William Brian Gaddy

United States District Court for the Western District of Missouri 4 signed orders read

How Judge Gaddy decides

Patterns drawn from this judge's own signed orders. Every observation links to the order it came from.

What persuades

On a Second Amendment challenge to 18 U.S.C. 922(g)(1) (felon-in-possession), he follows binding Eighth Circuit precedent that the statute is constitutional and that as-applied challenges are foreclosed; even if an as-applied path existed, a defendant with recent, serious, violent felony convictions would not benefit. A Bruen-based attack on a felon-in-possession charge is very unlikely to succeed before him absent a change in Eighth Circuit law.

“Even if Eighth Circuit precedent allowed for an “as-applied” challenge for non-violent offenders or offenders with older felony convictions, this type of challenge would likely be unavailable or unsuccessful in this case.”

On a vehicle-search suppression issue he applies the Eighth Circuit rule that the odor of marijuana alone supplies probable cause to search a vehicle under the automobile exception — independent of any field-sobriety-test dispute. Do not rest a suppression motion on attacking the SFSTs if the record also shows a marijuana odor.

“the odor of marijuana emanating from Defendant’s vehicle provided Officer Schmidli with probable cause to search the vehicle for evidence of marijuana-impaired driving under the automobile exception.”

Procedural preferences

His Reports & Recommendations are routinely adopted in full by the assigned district judges after de novo review (observed: Judge Ketchmark adopted both Garner R&Rs; Judge Phillips adopted the Thompson R&R). Practical takeaway: the magistrate hearing is the place to make your full record — raising an argument for the first time in objections is a weak posture.

“the Court accepts the findings and recommendations made by Magistrate Judge W. Brian Gaddy in full.”

A recusal request must be a properly supported, free-standing motion. A recusal ask buried in the closing paragraph of a motion to dismiss, with no separate motion and no legal authority or factual basis, will be denied for that reason alone under Local Rule 7.0(a) and 28 U.S.C. 455.

“Defendant’s failure to provide any legal authority or factual basis for the undersigned to recuse is fatal to his request.”

Cautions

Where a suppression motion turns on a 'he-said/she-said' dispute over whether the defendant consented, he resolves it with an explicit credibility determination and, on this record, credited the officers' consistent testimony over the defendant's. Live testimony and corroboration at the suppression hearing matter; a bare denial of consent is unlikely to carry the day.

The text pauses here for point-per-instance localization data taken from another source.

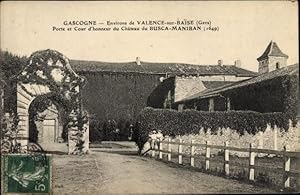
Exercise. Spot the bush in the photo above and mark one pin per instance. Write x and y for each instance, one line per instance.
(171, 122)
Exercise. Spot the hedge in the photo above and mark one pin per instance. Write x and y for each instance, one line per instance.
(172, 122)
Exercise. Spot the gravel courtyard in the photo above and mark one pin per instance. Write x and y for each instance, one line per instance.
(104, 172)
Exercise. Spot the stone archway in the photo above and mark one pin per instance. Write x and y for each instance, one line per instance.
(48, 73)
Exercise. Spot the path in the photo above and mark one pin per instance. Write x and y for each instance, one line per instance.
(104, 173)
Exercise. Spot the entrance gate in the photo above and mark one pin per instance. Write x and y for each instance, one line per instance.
(49, 74)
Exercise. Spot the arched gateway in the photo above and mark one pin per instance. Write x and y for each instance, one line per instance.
(49, 103)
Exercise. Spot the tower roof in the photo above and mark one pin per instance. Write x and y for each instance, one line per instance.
(272, 50)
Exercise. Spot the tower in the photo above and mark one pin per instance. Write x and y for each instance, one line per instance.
(272, 58)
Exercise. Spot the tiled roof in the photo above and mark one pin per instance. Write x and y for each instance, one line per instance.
(272, 50)
(289, 70)
(159, 68)
(215, 84)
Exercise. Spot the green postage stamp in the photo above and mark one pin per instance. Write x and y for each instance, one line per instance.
(26, 173)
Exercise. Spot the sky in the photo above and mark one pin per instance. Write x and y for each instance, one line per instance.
(245, 30)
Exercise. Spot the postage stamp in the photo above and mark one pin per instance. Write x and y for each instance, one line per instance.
(26, 173)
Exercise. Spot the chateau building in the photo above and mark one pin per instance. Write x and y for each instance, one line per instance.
(276, 85)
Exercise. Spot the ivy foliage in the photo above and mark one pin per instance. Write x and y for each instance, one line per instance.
(172, 122)
(52, 70)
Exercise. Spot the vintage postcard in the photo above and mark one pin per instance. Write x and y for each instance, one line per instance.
(149, 97)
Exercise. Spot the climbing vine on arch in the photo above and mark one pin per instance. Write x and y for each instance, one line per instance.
(51, 69)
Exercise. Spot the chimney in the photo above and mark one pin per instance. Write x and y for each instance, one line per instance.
(220, 62)
(238, 63)
(138, 61)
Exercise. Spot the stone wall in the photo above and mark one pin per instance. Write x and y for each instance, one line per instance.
(117, 96)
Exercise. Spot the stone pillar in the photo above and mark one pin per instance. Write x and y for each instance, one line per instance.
(180, 107)
(86, 138)
(211, 106)
(23, 135)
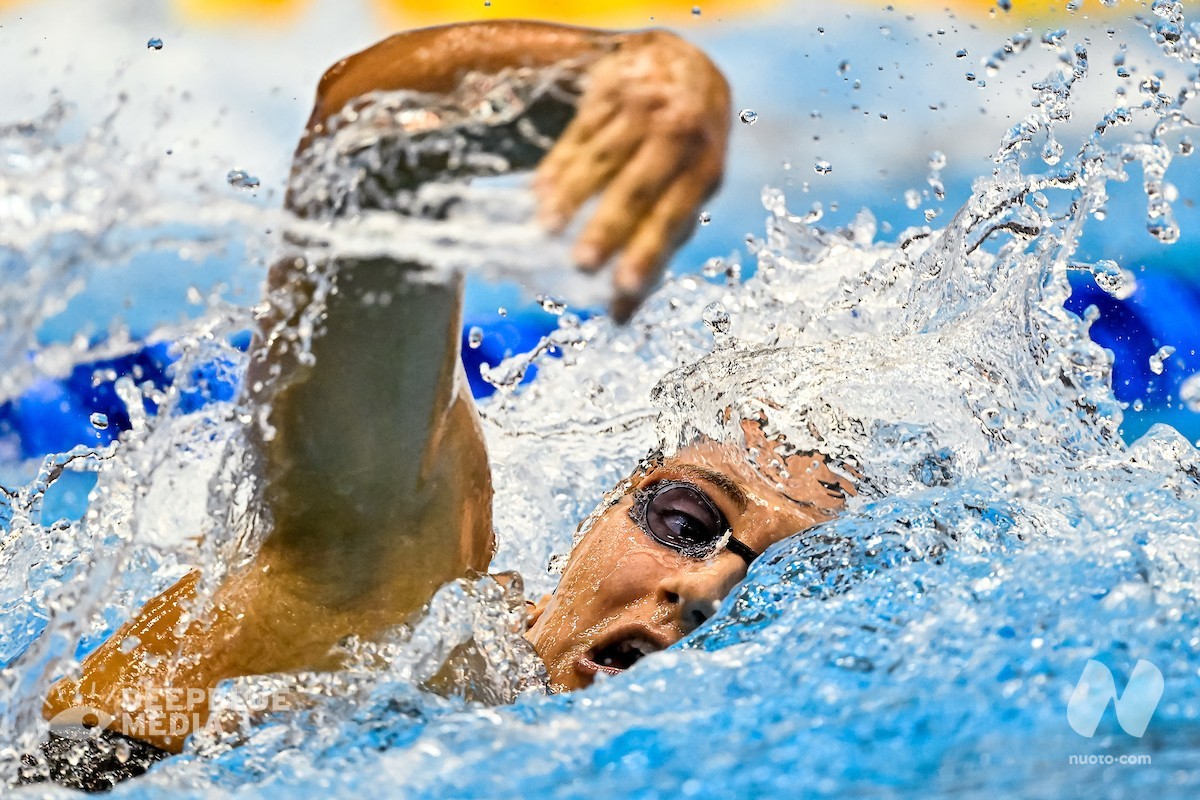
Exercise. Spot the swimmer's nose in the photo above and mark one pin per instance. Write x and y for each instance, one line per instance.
(695, 596)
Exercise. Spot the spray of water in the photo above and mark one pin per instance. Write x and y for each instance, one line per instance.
(929, 637)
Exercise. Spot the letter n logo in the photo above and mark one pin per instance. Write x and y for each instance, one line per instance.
(1096, 687)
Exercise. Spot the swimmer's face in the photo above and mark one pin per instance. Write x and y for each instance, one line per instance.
(624, 594)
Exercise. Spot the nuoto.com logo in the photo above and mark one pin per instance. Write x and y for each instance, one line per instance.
(1097, 687)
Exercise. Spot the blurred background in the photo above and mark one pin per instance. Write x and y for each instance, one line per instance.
(891, 107)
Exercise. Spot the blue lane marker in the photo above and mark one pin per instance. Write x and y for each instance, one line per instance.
(55, 415)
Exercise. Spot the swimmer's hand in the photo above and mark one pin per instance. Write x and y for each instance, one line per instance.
(649, 136)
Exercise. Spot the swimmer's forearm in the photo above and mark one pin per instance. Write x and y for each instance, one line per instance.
(436, 59)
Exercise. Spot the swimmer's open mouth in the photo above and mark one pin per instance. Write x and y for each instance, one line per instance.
(622, 651)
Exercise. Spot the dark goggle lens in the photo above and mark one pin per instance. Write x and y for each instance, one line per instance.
(682, 517)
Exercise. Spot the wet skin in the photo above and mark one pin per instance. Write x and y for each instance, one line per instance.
(359, 543)
(624, 594)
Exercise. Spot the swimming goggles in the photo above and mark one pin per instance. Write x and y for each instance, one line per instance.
(679, 516)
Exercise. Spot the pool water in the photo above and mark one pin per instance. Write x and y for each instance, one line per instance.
(1009, 525)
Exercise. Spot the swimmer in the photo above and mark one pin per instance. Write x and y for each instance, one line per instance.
(373, 463)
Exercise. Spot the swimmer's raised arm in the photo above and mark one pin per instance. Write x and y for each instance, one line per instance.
(372, 456)
(649, 136)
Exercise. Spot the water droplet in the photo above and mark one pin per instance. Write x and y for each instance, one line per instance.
(717, 319)
(1156, 361)
(713, 268)
(1189, 392)
(241, 179)
(552, 305)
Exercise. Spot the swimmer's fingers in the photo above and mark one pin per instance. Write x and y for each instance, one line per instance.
(594, 115)
(583, 169)
(669, 223)
(627, 202)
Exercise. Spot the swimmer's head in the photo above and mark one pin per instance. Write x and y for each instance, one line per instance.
(658, 561)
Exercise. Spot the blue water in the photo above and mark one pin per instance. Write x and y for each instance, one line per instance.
(1019, 521)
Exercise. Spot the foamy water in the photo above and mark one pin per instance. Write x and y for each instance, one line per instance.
(927, 641)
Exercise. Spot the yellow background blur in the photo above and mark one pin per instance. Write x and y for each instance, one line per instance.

“the undersigned finds Defendant’s testimony was not credible and that the testimony of Detectives Lanaman and Love was credible.”

Motion outcomes

Counted from classified signed orders only. Percentages are shown only where the sample is large enough to be meaningful; smaller samples are reported as raw counts.

Motions to dismiss
N = 2
Denied: 2 counts only
Motion to suppress
N = 2
Denied: 2 counts only
Motion to recuse
N = 1
Denied: 1 counts only

A "1 of 1" is one ruling, not a tendency. Treat small samples as illustrative, not predictive.

Signed rulings

A grounded sample of orders signed by this judge, with the verbatim dispositive language.

United States v. Frank C. Garner, Jr.
4:24-cr-00013-RK · 2024-08-19
Motions to dismiss (defendant) Denied

“RECOMMENDED that the Court, after making an independent review of the record and applicable law, enter an order denying Defendant’s Motion to Dismiss Case (Doc. 27).”

United States v. Frank C. Garner, Jr.
4:24-cr-00013-RK · 2025-03-04
Motion to suppress (defendant) Denied

“the undersigned recommends Defendant’s motion to suppress be DENIED.”

United States v. Walter D. Thompson
4:20-cr-00136-BP · 2021-03-09
Motion to suppress (defendant) Denied

“RECOMMENDED that the Court, after making an independent review of the record and applicable law, enter an order denying Defendant’s Motion to Suppress. Doc. 22.”

United States v. Carlos Rosas
4:24-cr-00183-BCW · 2025-04-11
Motions to dismiss (defendant) Denied

“For the reasons set forth below, the undersigned recommends Defendant’s Motion to Dismiss be DENIED.”

Motion to recuse (defendant) Denied

“To the extent Defendant’s motion requests recusal of the undersigned, the request is DENIED.”